VDSL – Bundesnetzagentur lehnt Telekom-Entgelt-Antrag ab
Im Oktober 2005 hatte der damalige Telekom-Chef Kai-Uwe-Ricke angekündigt, rund drei Milliarden Euro für ein neues Hochgeschwindigkeitsnetz bereitstellen zu wollen. Dieses Bauvorhaben war zunächst für 50 deutsche Großstädte konzipiert. Das Hochleistungsnetz mit der Bezeichnung VDSL sollte den angeschlossenen Haushalten Geschwindigkeiten von bis zu 50 MBit/s ermöglichen. Allerdings wollte Ricke für eine gewisse Zeit eine Regulierungsbefreiung, um so genannte Pioniergewinne abschöpfen zu können. Andernfalls, so drohte er, das Geld in ausländische Projekte zu investieren.
Die damals noch junge Bundeskanzlerin Angela Merkel setzte sich in Hinblick auf die angespannte Wirtschaftslage für die Interessen der Telekom ein und im Telekommunikationsgesetz wurde ein entsprechender Passus geschaffen, die eine Regulierung durch die Bundesnetzagentur bis dato verhinderte. Dieser Passus wurde aber sowohl von der Konkurrenz als auch von dessen Verbänden und sogar von der Europäischen Union kritisiert; in Brüssel ist diesbezüglich sogar noch eine EU-Klage anhängig.

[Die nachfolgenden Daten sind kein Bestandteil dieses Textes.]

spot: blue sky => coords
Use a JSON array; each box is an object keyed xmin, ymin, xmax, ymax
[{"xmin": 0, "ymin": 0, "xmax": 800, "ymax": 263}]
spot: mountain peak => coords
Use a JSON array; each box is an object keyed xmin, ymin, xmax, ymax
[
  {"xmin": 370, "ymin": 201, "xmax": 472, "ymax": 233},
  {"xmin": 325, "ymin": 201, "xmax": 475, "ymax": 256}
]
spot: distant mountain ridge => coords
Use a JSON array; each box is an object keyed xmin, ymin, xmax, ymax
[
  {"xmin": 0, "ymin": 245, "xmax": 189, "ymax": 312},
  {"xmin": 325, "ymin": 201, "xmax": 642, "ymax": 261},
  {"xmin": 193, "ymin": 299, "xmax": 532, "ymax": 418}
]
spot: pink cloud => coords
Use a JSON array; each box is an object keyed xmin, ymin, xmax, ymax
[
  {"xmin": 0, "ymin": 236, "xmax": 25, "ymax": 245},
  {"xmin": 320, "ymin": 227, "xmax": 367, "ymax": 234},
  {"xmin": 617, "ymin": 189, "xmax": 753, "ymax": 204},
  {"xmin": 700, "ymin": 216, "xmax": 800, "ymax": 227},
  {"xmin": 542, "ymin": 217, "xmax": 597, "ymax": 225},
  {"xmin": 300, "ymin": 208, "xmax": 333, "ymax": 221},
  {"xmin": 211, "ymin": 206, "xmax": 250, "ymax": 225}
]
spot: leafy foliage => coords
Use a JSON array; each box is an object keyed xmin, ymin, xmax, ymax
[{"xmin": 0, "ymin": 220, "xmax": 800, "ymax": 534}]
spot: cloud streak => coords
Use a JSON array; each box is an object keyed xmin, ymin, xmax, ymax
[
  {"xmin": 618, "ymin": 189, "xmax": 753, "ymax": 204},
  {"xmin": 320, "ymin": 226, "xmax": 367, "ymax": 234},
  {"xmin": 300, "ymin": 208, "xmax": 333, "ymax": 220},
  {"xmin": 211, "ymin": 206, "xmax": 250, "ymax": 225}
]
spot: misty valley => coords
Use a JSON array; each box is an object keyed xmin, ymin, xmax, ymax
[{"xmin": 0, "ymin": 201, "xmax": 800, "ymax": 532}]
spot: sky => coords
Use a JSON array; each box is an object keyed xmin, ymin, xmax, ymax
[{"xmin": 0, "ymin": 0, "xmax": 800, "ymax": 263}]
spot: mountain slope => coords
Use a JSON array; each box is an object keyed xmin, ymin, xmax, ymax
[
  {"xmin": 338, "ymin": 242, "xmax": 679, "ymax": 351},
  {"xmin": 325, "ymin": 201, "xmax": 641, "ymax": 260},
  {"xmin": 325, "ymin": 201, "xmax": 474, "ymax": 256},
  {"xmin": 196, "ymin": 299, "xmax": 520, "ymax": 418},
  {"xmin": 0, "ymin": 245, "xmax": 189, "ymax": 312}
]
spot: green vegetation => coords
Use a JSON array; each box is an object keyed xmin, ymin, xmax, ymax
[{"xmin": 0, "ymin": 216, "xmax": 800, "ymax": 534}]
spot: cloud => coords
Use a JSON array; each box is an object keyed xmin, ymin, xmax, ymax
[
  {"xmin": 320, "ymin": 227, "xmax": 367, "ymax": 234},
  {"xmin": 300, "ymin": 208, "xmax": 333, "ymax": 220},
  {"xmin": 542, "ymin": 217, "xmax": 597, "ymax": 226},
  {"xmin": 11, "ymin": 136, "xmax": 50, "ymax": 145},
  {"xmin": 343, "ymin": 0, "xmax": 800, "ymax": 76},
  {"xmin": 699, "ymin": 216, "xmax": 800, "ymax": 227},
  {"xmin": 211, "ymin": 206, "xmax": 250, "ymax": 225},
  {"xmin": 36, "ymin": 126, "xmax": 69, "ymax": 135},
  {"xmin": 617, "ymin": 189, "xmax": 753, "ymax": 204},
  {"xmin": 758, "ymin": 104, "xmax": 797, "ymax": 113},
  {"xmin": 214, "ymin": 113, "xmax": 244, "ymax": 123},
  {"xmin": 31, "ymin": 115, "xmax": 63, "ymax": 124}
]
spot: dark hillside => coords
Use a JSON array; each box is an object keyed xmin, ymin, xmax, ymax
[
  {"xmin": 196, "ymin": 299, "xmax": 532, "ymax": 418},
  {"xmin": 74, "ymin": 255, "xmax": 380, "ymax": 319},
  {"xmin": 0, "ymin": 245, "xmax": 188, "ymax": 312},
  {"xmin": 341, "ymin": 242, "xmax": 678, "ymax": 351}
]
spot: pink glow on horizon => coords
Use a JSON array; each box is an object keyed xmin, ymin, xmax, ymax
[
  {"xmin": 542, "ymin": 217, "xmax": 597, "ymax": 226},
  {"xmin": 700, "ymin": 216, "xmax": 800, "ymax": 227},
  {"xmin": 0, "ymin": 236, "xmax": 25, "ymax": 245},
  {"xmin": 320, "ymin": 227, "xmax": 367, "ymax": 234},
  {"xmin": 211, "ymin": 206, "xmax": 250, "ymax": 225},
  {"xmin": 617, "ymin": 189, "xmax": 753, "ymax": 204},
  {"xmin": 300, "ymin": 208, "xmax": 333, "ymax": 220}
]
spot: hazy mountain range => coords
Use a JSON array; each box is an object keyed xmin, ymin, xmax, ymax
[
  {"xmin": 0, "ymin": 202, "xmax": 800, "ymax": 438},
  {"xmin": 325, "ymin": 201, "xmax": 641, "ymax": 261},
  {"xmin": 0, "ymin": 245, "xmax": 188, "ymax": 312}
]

Zwischenzeitlich sind vier Jahre ins Land gegangen, die VDSL-Netze liegen bereits in 53 deutschen Städten und immer noch streiten sich die Interessenvertreter um die möglichen Nutzungsrechte. Wenn auch die Telekom mit der Ausnutzung des Netzes mangels Kunden nicht glücklich ist, gibt es bis dato gerade einmal einen einzigen VDSL-Reseller der seinen Kunden über das Telekom VDSL-Netz entsprechende Produkte anbietet, nämlich die United Internet Tochter 1&1. Die Telekom hatte im März verkündet, das VDSL-Netz für die Konkurrenz öffnen zu wollen und hatte sich dann rund drei Monate später mit Vodafone und 1&1 über Nutzungsrechte einigen können, allerdings nur als Resale-Partner. Zeitgleich hatte die Telekom bei der Bundesnetzagentur einen Entgelt-Antrag für Fremdnutzer gestellt, um auch das physikalische Netz (also Leerohre und Zugänge für Schaltkästen usw.) bereitstellen zu können.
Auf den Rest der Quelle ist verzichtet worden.